Basisbeginselen van 3D-weergaveobjecten

Flash Player 10 of hoger, Adobe AIR 1.5 of hoger

Het belangrijkste verschil tussen een tweedimensionaal (2D) en een driedimensionaal (3D) object dat wordt geprojecteerd op een tweedimensionaal scherm, is de toevoeging van een derde dimensie aan het object. De derde dimensie maakt het mogelijk het object te bewegen naar het gezichtspunt van de gebruiker en er vandaan.

Wanneer u de eigenschap z van een weergaveobject expliciet instelt op een numerieke waarde, maakt het object automatisch een 3D-transformatiematrix. U kunt deze matrix aanpassen om de 3D-transformatie-instellingen van dat object te wijzigen.

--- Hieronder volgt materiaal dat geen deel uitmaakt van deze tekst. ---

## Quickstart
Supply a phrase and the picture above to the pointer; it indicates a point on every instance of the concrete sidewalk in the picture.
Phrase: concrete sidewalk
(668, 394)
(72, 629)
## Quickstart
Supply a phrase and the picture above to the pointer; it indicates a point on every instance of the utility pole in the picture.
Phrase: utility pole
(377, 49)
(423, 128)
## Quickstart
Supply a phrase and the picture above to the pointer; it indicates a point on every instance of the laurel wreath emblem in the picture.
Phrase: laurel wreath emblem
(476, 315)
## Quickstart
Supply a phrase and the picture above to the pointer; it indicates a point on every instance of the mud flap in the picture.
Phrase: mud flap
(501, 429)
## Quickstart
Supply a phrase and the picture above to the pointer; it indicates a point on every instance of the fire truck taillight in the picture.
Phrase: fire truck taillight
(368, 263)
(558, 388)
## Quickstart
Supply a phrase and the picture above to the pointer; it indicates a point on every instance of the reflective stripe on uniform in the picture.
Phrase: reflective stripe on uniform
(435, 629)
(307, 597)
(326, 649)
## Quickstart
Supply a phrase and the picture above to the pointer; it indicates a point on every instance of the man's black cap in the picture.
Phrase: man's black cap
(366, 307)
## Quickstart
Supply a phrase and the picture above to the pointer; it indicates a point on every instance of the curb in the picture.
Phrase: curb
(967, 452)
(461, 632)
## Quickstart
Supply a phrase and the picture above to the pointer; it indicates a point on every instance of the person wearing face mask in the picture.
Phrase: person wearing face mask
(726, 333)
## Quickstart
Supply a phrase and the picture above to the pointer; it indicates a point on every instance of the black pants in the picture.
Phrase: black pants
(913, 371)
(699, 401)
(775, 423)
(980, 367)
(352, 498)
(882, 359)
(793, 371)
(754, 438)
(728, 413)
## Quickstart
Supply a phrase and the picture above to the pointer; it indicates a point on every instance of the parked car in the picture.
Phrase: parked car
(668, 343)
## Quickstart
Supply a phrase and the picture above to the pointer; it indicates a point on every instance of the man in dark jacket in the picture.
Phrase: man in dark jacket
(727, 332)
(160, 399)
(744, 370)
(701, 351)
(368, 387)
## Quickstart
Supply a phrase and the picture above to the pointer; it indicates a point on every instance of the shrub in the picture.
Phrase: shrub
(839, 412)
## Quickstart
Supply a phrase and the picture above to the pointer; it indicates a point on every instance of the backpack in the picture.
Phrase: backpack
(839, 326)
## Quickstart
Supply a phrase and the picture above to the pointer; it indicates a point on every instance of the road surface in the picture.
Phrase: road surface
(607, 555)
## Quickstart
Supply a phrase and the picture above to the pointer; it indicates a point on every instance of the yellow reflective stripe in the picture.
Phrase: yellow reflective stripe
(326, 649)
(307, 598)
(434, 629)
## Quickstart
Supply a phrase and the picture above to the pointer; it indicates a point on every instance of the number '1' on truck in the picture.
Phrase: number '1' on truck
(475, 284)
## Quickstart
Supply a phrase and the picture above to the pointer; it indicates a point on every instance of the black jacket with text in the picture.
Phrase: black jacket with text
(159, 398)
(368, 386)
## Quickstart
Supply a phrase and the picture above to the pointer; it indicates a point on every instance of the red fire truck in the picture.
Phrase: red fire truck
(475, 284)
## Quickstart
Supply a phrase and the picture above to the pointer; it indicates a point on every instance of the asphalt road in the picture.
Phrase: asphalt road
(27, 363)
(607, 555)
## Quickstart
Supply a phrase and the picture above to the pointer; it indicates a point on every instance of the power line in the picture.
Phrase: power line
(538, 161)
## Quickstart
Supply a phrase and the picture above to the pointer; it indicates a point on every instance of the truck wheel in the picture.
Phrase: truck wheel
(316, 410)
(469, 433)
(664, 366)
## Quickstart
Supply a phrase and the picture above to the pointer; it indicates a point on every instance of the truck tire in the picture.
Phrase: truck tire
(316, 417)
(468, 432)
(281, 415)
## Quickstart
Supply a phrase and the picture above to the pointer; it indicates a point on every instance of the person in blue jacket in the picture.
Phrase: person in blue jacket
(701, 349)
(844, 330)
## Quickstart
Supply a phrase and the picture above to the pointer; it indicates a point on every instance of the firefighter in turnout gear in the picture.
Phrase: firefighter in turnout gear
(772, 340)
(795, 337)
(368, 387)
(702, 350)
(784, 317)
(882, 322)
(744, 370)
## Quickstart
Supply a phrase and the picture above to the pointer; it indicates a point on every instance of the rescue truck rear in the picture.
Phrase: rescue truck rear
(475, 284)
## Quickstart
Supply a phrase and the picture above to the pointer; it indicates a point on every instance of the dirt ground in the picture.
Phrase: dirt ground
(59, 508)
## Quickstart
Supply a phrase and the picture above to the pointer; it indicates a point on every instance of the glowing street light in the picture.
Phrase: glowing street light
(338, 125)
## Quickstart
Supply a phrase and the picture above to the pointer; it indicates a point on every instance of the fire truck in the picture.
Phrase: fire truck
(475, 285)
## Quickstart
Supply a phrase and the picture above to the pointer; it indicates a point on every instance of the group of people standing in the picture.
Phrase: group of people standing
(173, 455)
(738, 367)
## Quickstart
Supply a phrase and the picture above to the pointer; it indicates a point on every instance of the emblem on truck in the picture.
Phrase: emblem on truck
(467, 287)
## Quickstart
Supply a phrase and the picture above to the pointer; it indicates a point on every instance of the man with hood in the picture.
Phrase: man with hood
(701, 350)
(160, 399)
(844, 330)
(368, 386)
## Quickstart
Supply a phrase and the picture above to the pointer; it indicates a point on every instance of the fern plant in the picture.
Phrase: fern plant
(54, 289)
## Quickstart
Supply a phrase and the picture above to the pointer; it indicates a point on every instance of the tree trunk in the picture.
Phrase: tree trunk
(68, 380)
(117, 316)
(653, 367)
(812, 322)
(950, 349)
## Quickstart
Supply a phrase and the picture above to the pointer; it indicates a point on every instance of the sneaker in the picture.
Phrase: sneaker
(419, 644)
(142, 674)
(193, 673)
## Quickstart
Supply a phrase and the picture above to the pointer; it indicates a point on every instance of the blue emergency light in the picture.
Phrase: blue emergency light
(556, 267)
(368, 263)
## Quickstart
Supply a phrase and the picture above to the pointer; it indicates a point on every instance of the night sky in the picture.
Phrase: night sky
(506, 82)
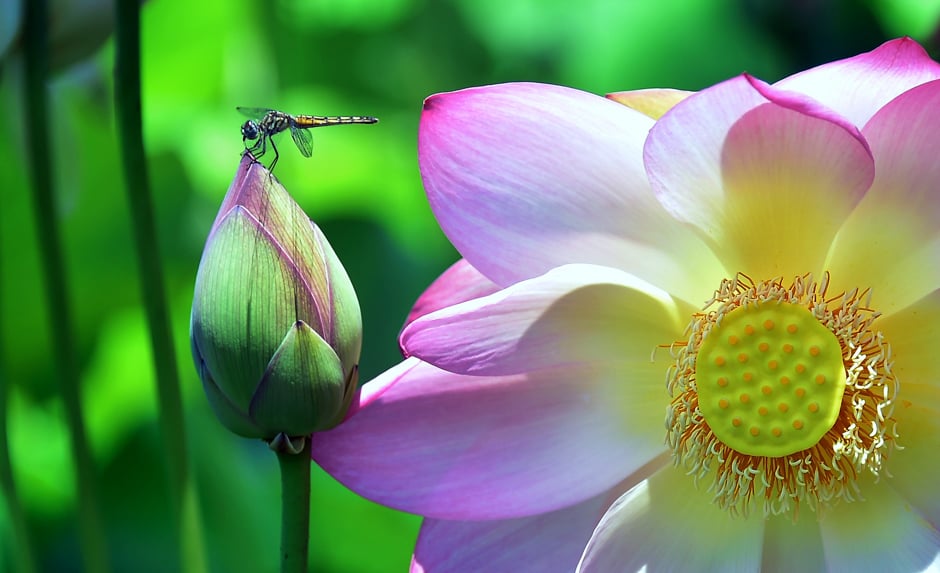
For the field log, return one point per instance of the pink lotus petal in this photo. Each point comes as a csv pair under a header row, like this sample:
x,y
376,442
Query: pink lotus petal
x,y
575,314
651,102
891,242
666,524
525,177
858,87
912,333
471,448
881,533
766,184
544,543
461,282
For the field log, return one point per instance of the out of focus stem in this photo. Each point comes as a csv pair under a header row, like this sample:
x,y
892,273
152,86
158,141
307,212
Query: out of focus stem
x,y
182,488
295,508
36,56
22,545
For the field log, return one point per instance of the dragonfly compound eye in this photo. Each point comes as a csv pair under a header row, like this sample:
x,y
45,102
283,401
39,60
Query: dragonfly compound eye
x,y
250,130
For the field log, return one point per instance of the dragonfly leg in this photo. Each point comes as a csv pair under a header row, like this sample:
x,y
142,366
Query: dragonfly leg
x,y
257,148
276,156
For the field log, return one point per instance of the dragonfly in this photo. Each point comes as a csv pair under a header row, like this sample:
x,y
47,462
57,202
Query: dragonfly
x,y
265,123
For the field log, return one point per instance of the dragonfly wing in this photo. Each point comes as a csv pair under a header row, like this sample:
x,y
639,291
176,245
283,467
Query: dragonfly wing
x,y
253,112
303,140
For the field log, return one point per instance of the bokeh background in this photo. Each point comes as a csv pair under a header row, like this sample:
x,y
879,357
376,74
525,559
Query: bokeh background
x,y
362,185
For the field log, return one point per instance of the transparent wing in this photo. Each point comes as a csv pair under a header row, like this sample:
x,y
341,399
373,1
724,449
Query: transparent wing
x,y
303,141
255,113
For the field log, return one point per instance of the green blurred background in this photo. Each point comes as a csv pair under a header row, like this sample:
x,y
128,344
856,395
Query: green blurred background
x,y
362,185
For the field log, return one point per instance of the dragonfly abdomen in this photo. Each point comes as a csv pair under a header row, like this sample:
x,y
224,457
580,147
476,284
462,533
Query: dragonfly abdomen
x,y
320,120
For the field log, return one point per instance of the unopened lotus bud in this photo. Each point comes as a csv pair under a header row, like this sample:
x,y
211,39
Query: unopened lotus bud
x,y
275,328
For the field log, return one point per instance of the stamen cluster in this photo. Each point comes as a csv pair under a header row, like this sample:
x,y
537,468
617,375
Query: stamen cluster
x,y
816,477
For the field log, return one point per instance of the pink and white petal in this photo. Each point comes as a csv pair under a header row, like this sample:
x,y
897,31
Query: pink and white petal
x,y
859,86
651,102
767,184
879,533
572,315
457,447
547,542
912,334
790,546
459,283
666,524
526,177
891,243
914,469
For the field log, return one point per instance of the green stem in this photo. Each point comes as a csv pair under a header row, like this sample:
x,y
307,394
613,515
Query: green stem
x,y
182,488
295,508
91,532
23,547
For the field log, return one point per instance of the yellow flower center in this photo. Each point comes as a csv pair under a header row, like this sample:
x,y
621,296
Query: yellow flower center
x,y
782,395
770,379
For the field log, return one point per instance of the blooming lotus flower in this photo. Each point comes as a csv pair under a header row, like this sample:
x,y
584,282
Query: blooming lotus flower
x,y
699,339
275,327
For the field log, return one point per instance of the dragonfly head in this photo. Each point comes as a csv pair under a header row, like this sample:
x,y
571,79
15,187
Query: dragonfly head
x,y
250,130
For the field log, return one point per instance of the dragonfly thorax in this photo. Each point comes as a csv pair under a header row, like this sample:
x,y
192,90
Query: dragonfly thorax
x,y
250,130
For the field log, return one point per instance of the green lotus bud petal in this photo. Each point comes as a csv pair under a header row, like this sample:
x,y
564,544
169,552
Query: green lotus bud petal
x,y
276,330
304,376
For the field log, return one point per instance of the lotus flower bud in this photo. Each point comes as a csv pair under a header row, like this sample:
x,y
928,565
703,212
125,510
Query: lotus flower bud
x,y
275,328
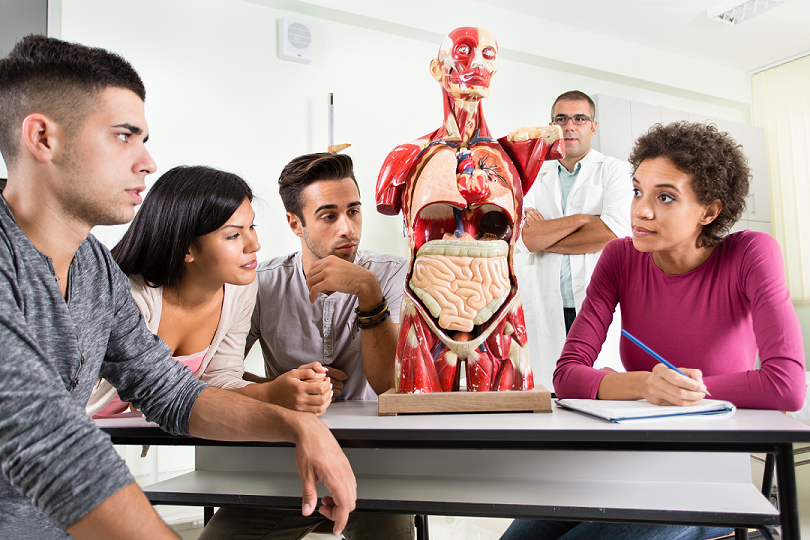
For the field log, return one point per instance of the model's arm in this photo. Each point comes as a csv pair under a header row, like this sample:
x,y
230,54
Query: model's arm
x,y
222,415
379,344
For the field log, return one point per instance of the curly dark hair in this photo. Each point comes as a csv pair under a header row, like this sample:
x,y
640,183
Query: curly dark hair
x,y
714,161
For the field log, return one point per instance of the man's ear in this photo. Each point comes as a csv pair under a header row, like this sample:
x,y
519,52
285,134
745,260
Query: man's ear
x,y
713,210
42,136
295,224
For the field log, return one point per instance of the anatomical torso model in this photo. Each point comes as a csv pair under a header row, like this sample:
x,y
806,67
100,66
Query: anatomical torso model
x,y
461,194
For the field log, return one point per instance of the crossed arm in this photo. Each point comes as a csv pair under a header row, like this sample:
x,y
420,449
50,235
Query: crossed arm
x,y
570,235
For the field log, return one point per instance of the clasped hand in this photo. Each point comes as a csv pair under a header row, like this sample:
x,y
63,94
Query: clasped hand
x,y
309,388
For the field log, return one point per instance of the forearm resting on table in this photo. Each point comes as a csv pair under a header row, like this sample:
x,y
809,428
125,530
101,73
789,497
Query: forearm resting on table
x,y
250,377
126,514
540,234
229,416
589,239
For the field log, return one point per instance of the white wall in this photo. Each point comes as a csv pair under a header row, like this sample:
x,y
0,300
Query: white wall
x,y
218,95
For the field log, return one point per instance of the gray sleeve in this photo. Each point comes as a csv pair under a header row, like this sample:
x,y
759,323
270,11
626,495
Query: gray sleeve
x,y
140,366
50,450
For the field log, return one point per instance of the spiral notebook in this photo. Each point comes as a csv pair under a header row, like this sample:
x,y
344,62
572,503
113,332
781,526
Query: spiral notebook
x,y
628,411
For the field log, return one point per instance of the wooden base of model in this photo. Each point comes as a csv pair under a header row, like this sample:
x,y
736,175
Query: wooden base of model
x,y
537,400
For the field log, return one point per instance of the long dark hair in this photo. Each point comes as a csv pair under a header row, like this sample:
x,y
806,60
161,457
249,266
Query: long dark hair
x,y
182,205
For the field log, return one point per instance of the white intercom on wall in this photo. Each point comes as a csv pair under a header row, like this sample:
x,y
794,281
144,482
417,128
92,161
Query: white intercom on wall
x,y
295,40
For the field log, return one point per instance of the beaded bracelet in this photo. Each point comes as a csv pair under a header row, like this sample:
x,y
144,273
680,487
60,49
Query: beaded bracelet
x,y
367,324
372,313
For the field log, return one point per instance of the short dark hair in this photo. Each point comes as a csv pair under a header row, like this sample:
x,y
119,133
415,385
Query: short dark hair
x,y
714,162
575,95
182,205
309,168
58,79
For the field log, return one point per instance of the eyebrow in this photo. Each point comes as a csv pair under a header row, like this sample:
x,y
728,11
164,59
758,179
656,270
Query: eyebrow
x,y
670,186
334,206
134,129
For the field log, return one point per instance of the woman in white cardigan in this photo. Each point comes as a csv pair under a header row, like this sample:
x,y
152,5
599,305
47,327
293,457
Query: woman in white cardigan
x,y
190,254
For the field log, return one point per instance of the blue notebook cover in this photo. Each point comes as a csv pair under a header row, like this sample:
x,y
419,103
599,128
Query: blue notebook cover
x,y
625,411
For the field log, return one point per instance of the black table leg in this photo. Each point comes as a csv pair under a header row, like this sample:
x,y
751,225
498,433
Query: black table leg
x,y
788,500
422,532
767,476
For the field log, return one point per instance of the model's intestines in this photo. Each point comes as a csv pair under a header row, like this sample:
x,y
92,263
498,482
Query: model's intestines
x,y
462,283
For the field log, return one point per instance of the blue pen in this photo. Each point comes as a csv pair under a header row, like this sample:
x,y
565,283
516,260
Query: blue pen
x,y
654,354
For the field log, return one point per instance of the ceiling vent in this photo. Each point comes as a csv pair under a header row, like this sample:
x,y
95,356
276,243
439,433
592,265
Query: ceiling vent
x,y
295,40
736,11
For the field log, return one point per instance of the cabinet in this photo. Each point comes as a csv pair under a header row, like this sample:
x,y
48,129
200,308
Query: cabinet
x,y
621,122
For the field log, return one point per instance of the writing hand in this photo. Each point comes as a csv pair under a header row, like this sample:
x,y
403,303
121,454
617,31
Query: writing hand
x,y
665,386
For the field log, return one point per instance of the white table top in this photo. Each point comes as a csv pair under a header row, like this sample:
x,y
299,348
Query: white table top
x,y
355,421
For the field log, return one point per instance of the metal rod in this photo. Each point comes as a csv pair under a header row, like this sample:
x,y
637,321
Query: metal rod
x,y
331,119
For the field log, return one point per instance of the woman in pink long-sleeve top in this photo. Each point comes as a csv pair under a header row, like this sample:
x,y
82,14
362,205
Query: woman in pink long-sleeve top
x,y
704,300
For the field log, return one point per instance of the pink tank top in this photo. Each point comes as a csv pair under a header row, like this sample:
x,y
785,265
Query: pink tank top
x,y
191,361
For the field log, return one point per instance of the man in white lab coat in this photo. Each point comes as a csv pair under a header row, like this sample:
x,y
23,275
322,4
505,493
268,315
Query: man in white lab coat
x,y
576,206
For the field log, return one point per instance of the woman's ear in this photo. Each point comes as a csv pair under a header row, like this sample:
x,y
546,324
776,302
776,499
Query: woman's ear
x,y
713,210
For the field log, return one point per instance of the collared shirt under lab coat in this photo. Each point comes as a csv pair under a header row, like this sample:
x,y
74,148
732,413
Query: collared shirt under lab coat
x,y
603,187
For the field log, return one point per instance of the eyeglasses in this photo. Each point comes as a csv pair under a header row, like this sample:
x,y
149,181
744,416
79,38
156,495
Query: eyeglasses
x,y
578,119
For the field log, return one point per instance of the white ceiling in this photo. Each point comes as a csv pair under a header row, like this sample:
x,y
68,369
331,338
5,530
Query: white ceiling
x,y
682,27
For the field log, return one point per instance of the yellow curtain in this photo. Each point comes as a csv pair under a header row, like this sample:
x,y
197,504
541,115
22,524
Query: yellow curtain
x,y
781,105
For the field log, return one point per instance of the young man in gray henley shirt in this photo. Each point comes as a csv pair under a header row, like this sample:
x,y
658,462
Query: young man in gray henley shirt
x,y
72,133
331,304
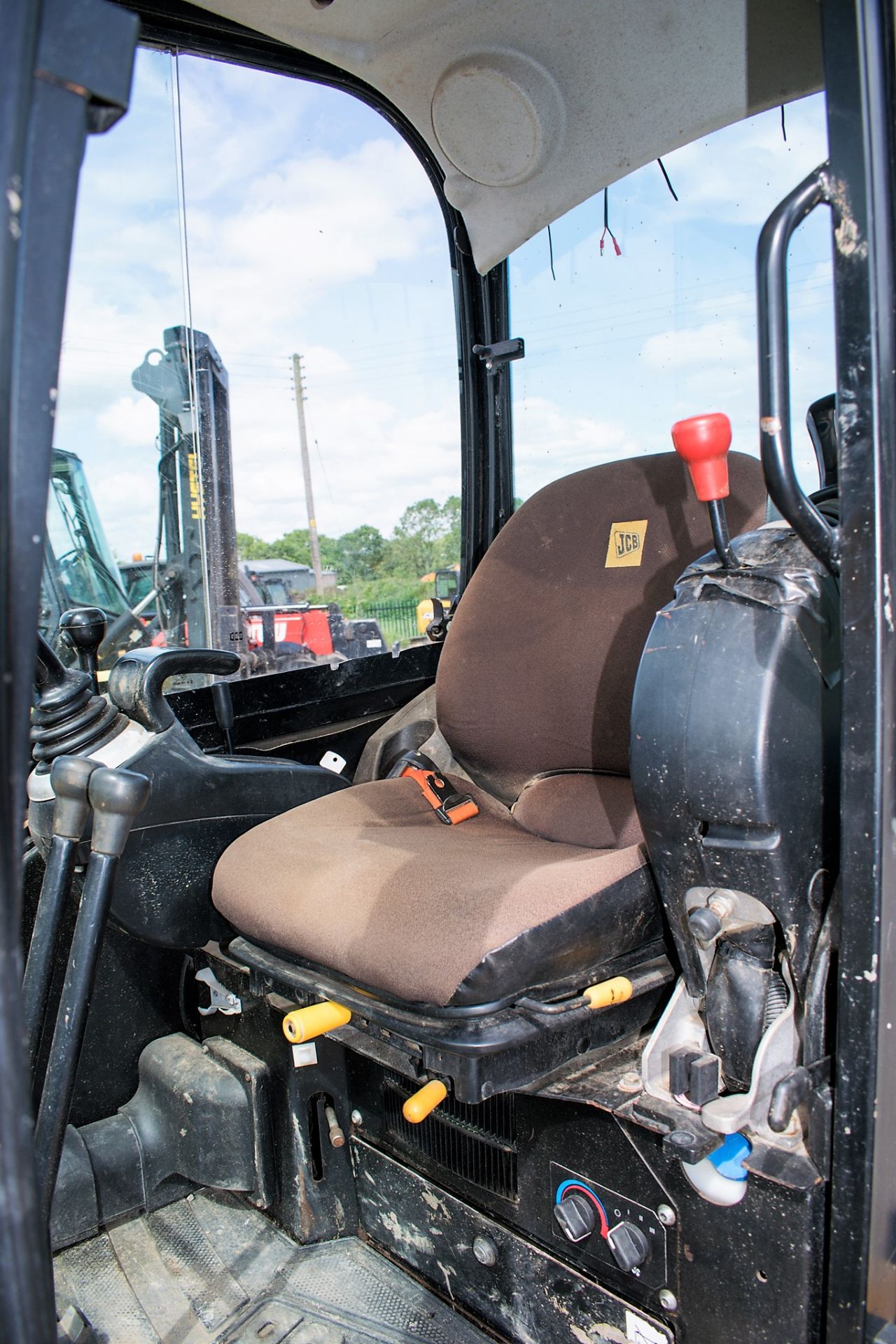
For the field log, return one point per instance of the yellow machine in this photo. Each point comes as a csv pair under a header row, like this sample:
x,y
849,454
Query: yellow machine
x,y
445,589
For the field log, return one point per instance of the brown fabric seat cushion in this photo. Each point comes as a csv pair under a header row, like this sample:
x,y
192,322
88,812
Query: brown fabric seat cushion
x,y
593,809
539,667
371,885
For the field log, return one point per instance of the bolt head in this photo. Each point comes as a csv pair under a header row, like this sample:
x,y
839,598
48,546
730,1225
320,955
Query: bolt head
x,y
485,1250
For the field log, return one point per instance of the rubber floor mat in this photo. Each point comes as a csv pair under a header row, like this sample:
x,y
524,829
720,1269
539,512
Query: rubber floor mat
x,y
213,1270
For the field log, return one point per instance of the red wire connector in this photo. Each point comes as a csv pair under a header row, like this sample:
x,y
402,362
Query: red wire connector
x,y
606,227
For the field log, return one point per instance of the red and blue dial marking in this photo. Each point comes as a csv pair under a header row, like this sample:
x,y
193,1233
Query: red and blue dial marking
x,y
570,1186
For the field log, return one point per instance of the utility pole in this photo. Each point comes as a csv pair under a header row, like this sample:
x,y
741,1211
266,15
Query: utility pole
x,y
307,473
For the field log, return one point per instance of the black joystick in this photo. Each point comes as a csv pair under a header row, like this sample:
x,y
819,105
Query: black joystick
x,y
117,797
69,717
83,629
703,442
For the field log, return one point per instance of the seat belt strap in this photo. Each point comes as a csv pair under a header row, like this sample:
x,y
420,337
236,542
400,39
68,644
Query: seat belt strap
x,y
448,804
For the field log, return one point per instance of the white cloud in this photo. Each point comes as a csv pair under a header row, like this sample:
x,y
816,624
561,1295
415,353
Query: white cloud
x,y
131,421
697,349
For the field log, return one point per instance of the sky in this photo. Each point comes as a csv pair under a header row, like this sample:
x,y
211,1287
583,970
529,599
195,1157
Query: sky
x,y
309,226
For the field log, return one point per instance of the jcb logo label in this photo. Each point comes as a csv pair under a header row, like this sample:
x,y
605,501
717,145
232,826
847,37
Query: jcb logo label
x,y
625,547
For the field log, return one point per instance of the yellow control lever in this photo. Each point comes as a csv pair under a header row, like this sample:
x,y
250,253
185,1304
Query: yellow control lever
x,y
609,992
315,1021
418,1107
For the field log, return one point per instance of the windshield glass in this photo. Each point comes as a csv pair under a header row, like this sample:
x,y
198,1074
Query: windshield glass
x,y
659,321
85,565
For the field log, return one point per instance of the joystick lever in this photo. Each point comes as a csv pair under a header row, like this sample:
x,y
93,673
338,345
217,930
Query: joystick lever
x,y
703,442
83,628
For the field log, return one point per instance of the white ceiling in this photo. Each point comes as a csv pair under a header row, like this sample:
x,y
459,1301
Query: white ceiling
x,y
533,105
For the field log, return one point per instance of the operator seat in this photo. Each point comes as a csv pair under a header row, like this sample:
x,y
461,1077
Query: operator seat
x,y
533,695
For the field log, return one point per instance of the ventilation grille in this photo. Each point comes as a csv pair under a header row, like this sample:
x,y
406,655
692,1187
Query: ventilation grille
x,y
476,1142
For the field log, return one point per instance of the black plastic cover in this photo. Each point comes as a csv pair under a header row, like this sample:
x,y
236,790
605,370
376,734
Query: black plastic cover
x,y
735,732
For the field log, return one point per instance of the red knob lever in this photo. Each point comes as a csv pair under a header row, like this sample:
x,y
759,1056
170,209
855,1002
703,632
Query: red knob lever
x,y
703,441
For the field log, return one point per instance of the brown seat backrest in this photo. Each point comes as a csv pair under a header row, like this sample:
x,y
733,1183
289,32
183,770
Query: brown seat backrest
x,y
539,667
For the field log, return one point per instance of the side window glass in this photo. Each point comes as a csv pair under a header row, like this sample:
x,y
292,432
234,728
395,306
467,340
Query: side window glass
x,y
659,321
248,248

Bovendien is 3D-rotatie anders dan 2D-rotatie. In 2D staat de rotatieas altijd loodrecht op het x/y-vlak, oftewel op de z-as. In 3D kan om elke as worden gedraaid, zowel om de x- als de y- of z-as. Door de rotatie- en schalingseigenschappen van een weergaveobject in te stellen, kunt u het verplaatsen in de 3D-ruimte.

Belangrijke concepten en termen

De volgende referentielijst bevat belangrijke termen met betrekking tot het programmeren van 3D-afbeeldingen.

Perspectief
In een 2D-vlak is dit de representatie van parallelle lijnen alsof deze elkaar in een verdwijnpunt raken om de indruk van diepte en afstand te wekken.

Projectie
De productie van een 2D-afbeelding van een object met meer dimensies; 3D-projectie wijst 3D-punten toe aan een 2D-vlak.

Rotatie
De richting (en vaak de positie) van een object wijzigen door elk punt dat deel uitmaakt van het object, te bewegen in een ronde beweging.

Transformatie
3D-punten of puntensets wijzigen door transleren, roteren, schalen, scheeftrekken of een combinatie van deze acties.

Transleren
De positie van een object wijzigen door elk punt dat deel uitmaakt van het object, met dezelfde waarde in dezelfde richting te verplaatsen.

Verdwijnpunt
Punt waarop van de kijker af lopende parallelle lijnen elkaar lijken te raken wanneer deze worden gerepresenteerd in lineair perspectief.

Vector
Een 3D-vector stelt een punt of een locatie in de driedimensionale ruimte voor met behulp van de cartesische coördinaten x, y en z.

Vertex
Een hoekpunt.

Structuurnet
Elk punt dat een object in de 3D-ruimte definieert.

UV-toewijzing
Een manier om een structuur of bitmap toe te wijzen aan een 3D-oppervlak. Bij UV-toewijzing worden waarden aan coördinaten op een afbeelding toegewezen als percentage van de horizontale (U) en verticale (V) as.

T-waarde
De schaalfactor voor het bepalen van de grootte van een 3D-object als het object wordt verplaatst in de richting van het huidige gezichtspunt of er vandaan.

Schifting
Renderen of niet renderen van oppervlakken met een specifieke wenteling. Met behulp van schifting kunt u oppervlakken verbergen die vanuit het huidige gezichtspunt niet zichtbaar zijn.